**RNN PLAY GENERATOR**

We are going to use a *RNN* to generate a play. We will show the *RNN* an example of something we want it to recreate and it will learn how to write a version on of it on its own. Based on: https://www.tensorflow.org/tutorials/text/text_generation

In [1]:
from keras.preprocessing import sequence
import keras
import tensorflow as tf
import os
import numpy as np

2025-03-07 18:03:20.740184: I tensorflow/core/util/port.cc:153] oneDNN custom operations are on. You may see slightly different numerical results due to floating-point round-off errors from different computation orders.
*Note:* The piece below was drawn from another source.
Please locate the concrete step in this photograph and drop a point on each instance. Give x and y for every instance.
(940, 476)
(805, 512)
To turn them off, set the environment variable `TF_ENABLE_ONEDNN_OPTS=0`.
2025-03-07 18:03:21.012105: E external/local_xla/xla/stream_executor/cuda/cuda_fft.cc:477] Unable to register cuFFT factory: Attempting to register factory for plugin cuFFT when one has already been registered
E0000 00:00:1741381401.127592    5347 cuda_dnn.cc:8310] Unable to register cuDNN factory: Attempting to register factory for plugin cuDNN when one has already been registered
E0000 00:00:1741381401.160876    5347 cuda_blas.cc:1418] Unable to register cuBLAS factory: Attempting to register factory for plugin cuBLAS when one has already been registered
2025-03-07 18:03:21.425665: I tensorflow/core/platform/cpu_feature_guard.cc:210] This TensorFlow binary is optimized to use available CPU instr

In [2]:
# DOWNLOADING THE DATASET

# Loading romeo and juliet shakespeare play
path_to_file = tf.keras.utils.get_file('shakespeare.txt', 
                                       'https://storage.googleapis.com/download.tensorflow.org/data/shakespeare.txt')

# OR IF I WANTED TO LOAD MY OWN DATA I CAN JUST (TXT FILE ONLY)

# from google.colab import files
# path_to_file = list(files.upload().keys())[0] 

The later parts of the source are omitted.